Sunday was Mother's Day. I found myself thinking that I probably owe my atheism, at least in part, to my mother and the mistakes she made when I was a child. While she has been a great mother by most counts, she insisted on dragging me to church into my early teens out of an unfortunate conviction that it would be good for me. I certainly did not enjoy this experience, but it sometimes occurs to me that I might still believe in gods if not for having been through it.
To be fair to both my mother and to myself, I suspect that I would be an atheist today regardless of whether she had imposed church upon me. The way my mind works and my love of science from an early age probably would have led me away from superstition regardless of my church experience. Still, I do think it is quite likely that being forced to attend church over my objections helped me to escape religion at an earlier age than I would have otherwise.

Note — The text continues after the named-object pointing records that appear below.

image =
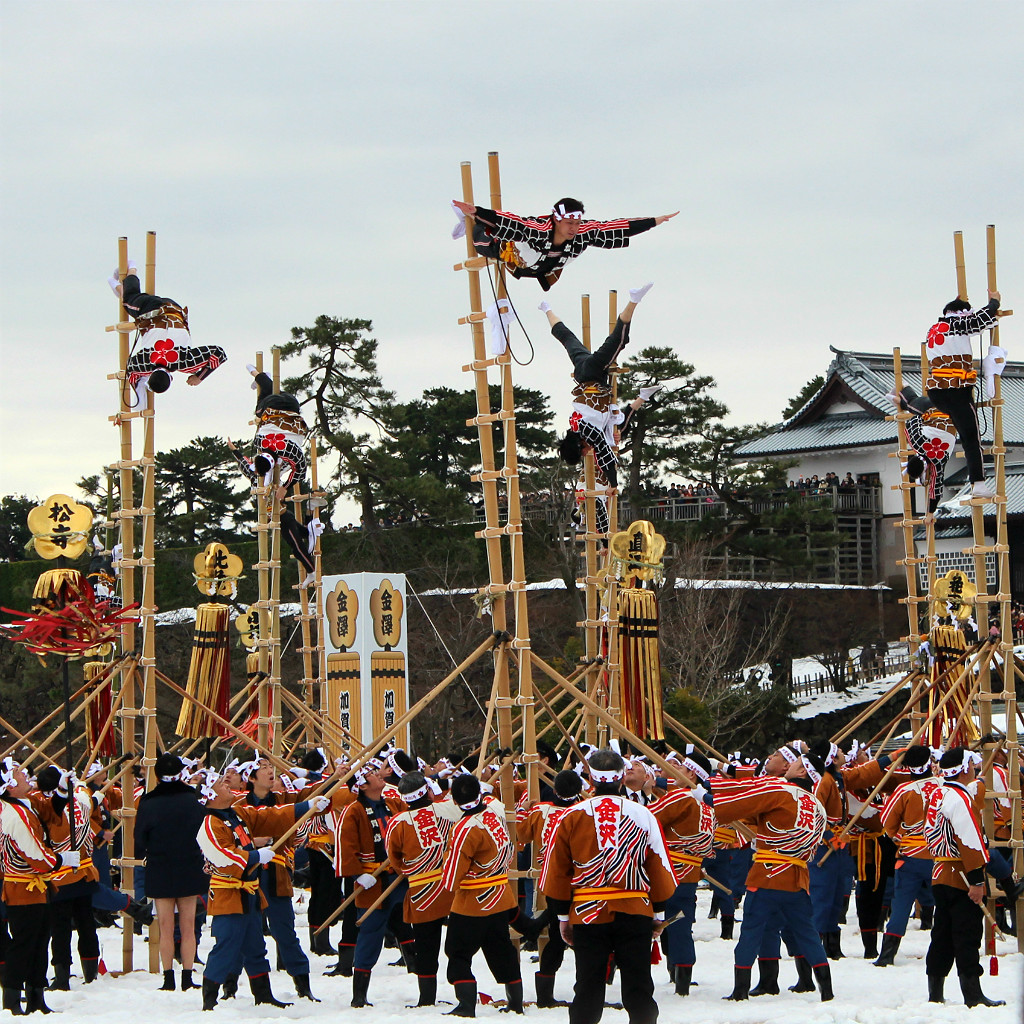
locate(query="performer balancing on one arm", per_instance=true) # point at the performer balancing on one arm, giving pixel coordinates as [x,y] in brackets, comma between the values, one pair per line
[951,376]
[595,415]
[542,247]
[163,346]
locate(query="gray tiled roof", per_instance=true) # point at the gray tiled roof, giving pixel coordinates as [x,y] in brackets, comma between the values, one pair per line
[870,376]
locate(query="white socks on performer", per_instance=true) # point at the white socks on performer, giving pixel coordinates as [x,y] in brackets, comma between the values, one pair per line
[636,294]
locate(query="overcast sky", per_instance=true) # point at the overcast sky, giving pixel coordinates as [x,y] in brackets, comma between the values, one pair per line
[298,159]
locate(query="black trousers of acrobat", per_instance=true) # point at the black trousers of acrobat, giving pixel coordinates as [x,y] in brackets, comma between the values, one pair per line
[956,933]
[30,935]
[628,937]
[76,913]
[488,935]
[427,938]
[957,403]
[325,889]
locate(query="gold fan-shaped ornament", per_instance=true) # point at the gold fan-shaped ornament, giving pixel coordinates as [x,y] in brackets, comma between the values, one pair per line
[954,596]
[637,551]
[217,571]
[60,526]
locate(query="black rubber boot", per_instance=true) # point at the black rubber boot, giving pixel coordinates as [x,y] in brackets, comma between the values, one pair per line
[890,946]
[545,985]
[973,995]
[12,1001]
[823,977]
[360,985]
[683,976]
[767,978]
[428,990]
[34,1001]
[740,984]
[210,992]
[513,995]
[302,987]
[465,992]
[61,978]
[343,969]
[320,942]
[260,987]
[409,954]
[805,977]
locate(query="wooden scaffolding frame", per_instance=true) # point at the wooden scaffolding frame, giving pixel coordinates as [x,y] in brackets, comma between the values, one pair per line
[989,686]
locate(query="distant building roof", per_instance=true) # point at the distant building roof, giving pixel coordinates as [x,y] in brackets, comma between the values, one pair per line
[860,382]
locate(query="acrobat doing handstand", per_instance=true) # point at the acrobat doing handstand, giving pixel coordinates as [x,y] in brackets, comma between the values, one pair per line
[596,417]
[164,343]
[280,443]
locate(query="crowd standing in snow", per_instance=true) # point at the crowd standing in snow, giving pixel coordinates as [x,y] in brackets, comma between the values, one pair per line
[419,856]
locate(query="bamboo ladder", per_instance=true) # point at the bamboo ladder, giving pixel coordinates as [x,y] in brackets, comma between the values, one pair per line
[501,584]
[268,605]
[129,562]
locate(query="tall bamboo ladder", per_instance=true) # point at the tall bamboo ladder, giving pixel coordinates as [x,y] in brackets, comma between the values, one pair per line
[601,678]
[130,562]
[311,613]
[513,651]
[268,605]
[1003,597]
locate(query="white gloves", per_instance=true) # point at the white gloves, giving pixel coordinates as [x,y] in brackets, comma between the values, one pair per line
[991,367]
[460,228]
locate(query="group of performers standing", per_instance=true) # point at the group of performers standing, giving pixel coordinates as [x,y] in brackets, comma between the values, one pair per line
[424,852]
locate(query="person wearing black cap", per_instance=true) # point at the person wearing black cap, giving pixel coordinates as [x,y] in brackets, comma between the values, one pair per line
[537,825]
[169,817]
[542,247]
[903,820]
[476,875]
[163,346]
[955,841]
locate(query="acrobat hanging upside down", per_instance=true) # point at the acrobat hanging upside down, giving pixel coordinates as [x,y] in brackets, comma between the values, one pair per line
[163,346]
[542,247]
[281,437]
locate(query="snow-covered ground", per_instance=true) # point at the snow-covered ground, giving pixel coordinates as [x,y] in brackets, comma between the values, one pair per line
[864,994]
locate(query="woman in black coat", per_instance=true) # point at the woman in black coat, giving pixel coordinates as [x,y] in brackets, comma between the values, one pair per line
[169,819]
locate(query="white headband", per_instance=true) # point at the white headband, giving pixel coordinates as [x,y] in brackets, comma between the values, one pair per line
[812,772]
[424,791]
[692,766]
[970,758]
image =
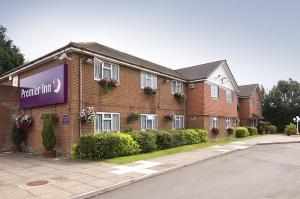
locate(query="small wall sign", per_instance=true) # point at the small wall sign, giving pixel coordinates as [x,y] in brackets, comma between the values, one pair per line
[66,119]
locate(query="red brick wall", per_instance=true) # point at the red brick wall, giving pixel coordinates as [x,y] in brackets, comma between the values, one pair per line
[248,108]
[200,106]
[9,104]
[129,97]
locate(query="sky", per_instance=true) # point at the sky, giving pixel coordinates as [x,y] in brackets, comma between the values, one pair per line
[259,39]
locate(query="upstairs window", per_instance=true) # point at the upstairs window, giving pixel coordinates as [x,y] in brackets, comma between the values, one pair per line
[214,91]
[178,122]
[148,80]
[148,122]
[107,122]
[177,87]
[229,95]
[213,122]
[229,122]
[258,104]
[105,70]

Sitting in church and observing my surroundings amplified the hypocrisy of it all. I remember thinking things like, "That woman seems so pious, but I'm pretty sure she's the one who's been having an affair." But most of all, I remember how nonsensical my mother's emotional reasoning seemed when I begged to be exempt from church. No matter what I said, the response would be the same: "But its good for you!" She never bothered to explain how doing something I hated and that did not benefit anyone else could possibly be good for me.
I've never been much for regret. It isn't that I don't have my share of regrets, but I suppose I've always understood that dwelling on them merely wastes what time I have left. We are all shaped by our experiences, and I wouldn't be who I am today without going through much of what I went through.